Real-time logs are essential for debugging.

Command: Use wrangler tail to stream live logs from your worker.

# Tail logs for a specific environment
wrangler tail --env stage

AI Gateway Logs: View detailed logs and analytics in the Cloudflare dashboard under AI → AI Gateway → Logs.

3. Monitoring & Dashboards¶

AI Gateway Dashboard¶

The AI Gateway dashboard is the primary tool for monitoring cost, latency, and errors related to third-party LLM providers.
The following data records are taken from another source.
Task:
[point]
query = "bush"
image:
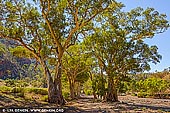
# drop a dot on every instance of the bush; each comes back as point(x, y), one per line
point(41, 91)
point(17, 90)
point(142, 94)
point(44, 98)
point(66, 95)
point(10, 82)
point(5, 89)
point(88, 92)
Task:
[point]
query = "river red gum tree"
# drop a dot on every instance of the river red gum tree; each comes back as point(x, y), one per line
point(48, 28)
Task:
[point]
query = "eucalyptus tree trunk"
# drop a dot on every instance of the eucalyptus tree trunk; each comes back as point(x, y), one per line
point(112, 91)
point(72, 88)
point(54, 85)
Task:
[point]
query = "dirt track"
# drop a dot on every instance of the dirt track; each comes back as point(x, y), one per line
point(127, 104)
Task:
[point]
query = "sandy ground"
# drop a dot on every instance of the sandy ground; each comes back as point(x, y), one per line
point(127, 104)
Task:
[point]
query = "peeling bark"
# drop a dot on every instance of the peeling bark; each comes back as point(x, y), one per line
point(112, 91)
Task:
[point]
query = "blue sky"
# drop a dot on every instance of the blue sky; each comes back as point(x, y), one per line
point(161, 40)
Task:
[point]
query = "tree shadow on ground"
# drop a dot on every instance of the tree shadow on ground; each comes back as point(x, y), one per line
point(7, 102)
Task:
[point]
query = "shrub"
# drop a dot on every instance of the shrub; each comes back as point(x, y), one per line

Location: AI → AI Gateway → Analytics
Key Metrics to Watch:
- Cache Hit Ratio: Enable Cache responses in the gateway settings to reduce costs and latency. A high cache hit ratio is desirable.
- Errors: Monitor for spikes in error rates, which could indicate issues with an upstream provider.
- Latency: Track p95 latency to ensure providers are meeting performance expectations.

Vectorize¶

Use the Wrangler CLI to inspect the status and metadata of your Vectorize indexes.

# List all Vectorize indexes in your account
wrangler vectorize list

# List the metadata configuration for a specific index
wrangler vectorize list-metadata-index labeeb-articles-dev

Server-Timing Header¶

The /rag/query endpoint includes a Server-Timing response header, which provides a detailed breakdown of the time spent in each stage of the RAG pipeline (e.g., embed, search, rerank). This is invaluable for performance analysis.